Connects to Weeks 3–4: conditioning choices and the backdoor criterion.

This simulation builds a three-wave panel structure with a baseline covariate $L_0$, a prior outcome $Y_0$, a prior exposure $A_0$, an unmeasured confounder $U$, a treatment $A_1$, and an outcome $Y_2$. The true treatment effect is ${\delta }_{A_1}=0.3$, and the outcome also depends on $Y_0$, $A_0$, $L_0$, their interactions, and $U$.

Three models are compared. The "no control" model regresses $Y_2$ on $A_1$ alone and overestimates the effect because it leaves all confounding paths open. The "standard" model adds $L_0$ but still omits $Y_0$ and $A_0$, leaving residual confounding. The "interaction" model conditions on $L_0$, $A_0$, $Y_0$, and their interactions with $A_1$, recovering an estimate close to the true value.

The simulation uses the clarify package to obtain simulation-based confidence intervals for each ATE. The progressive improvement from no control to standard to interaction control illustrates that closing more backdoor paths moves the estimate closer to the truth, but only conditioning on the right set of variables eliminates confounding entirely.

Causal forest estimation

Connects to Week 8: machine learning for heterogeneous treatment effects.

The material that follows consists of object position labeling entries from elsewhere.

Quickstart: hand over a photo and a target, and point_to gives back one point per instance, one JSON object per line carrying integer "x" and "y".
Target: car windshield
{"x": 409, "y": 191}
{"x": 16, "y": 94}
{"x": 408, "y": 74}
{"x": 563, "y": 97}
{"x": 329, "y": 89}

This simulation uses the same data-generating process as the confounding control simulation, then fits a causal forest (from the grf package) with $L_0$, $A_0$, and $Y_0$ as covariates. The causal forest is a non-parametric method that estimates individual-level treatment effects $\hat{\tau }(x)$ by partitioning the covariate space adaptively. Unlike the parametric models above, the causal forest does not require the investigator to specify interaction terms; it discovers them from the data.

The simulation reports the causal forest's ATE estimate and its standard error. Comparing this estimate to the parametric interaction model illustrates two points. First, the causal forest can recover the ATE without requiring the analyst to guess the correct functional form. Second, the causal forest provides a standard error that accounts for the adaptive splitting, making valid inference possible even in the non-parametric setting.

Running the simulations

To run the full script, open R and execute:

source("scripts/simulations.R")

Each section prints its results to the console. You can also run individual sections by selecting and executing the relevant code blocks. The script sets random seeds so that results are reproducible.